- Directed by: Frank Hurley
- Written by: Frank Hurley
- Produced by: Frank Hurley
- Starring: Eric Bransby Williams
- Cinematography: Frank Hurley Walter Sully
- Edited by: W.G. Saunders
- Production company: Stoll Picture Productions
- Release date: 22 May 1926;
- Running time: 6,070 feet
- Country: Australia
- Language: English
- Budget: £5,000

= The Jungle Woman =

1926 film

The Jungle Woman is a 1926 Australian film directed by Frank Hurley. It was shot partly on location in Thursday Island back to back with another Hurley feature, The Hound of the Deep (1926).

==Plot==
Englishman Martin South (Eric Bransby Williams) is leading an expedition into the Dutch New Guinea hinterland to search for gold, being joined by George Mardyke (Jameson Thomas), who he thinks is his friend.
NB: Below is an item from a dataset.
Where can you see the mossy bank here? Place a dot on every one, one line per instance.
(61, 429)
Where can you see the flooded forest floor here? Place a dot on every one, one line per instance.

The expedition is attacked by headhunters and Mardyke leaves Martin for dead so he can pursue the latter's fiancée, Eleanor (Lillian Douglas), the daughter of a plantation manager.

Meanwhile, Martin is nursed back to health by native girl, Hurana (Grace Savieri), who falls in love with him and helps him escape from some angry natives. Hurana is bitten by a snake and dies, and Martin arrives back to civilisation in time to rescue Eleanor from Mardyke.

==Cast==
- Eric Bransby Williams as Martin South
- Grace Savieri as Hurana
- Jameson Thomas as George Mardyke
- Lillian Douglas as Eleanor
- W.G. Saunders as Peter Mack

==Production==
After the disappointing reception to his documentaries in America, Hurley decided to go into dramatic feature films. He succeed in persuading the Australian-born British theatre magnate Sir Oswald Stoll to provide £10,000 and several actors and technicians to make two films in Papua and Thursday Island.

Hurley made The Hound of the Deep on Thursday Island then intended to shoot Jungle Woman in Papua. However the Australian government refused him permission to film there. This forced Hurley to instead make the movie at Merauke in Dutch New Guinea.

==Release==
The film was not released before The Hound of the Deep although it was made beforehand. It was a popular success at the box office in Australia and Britain and proved profitable.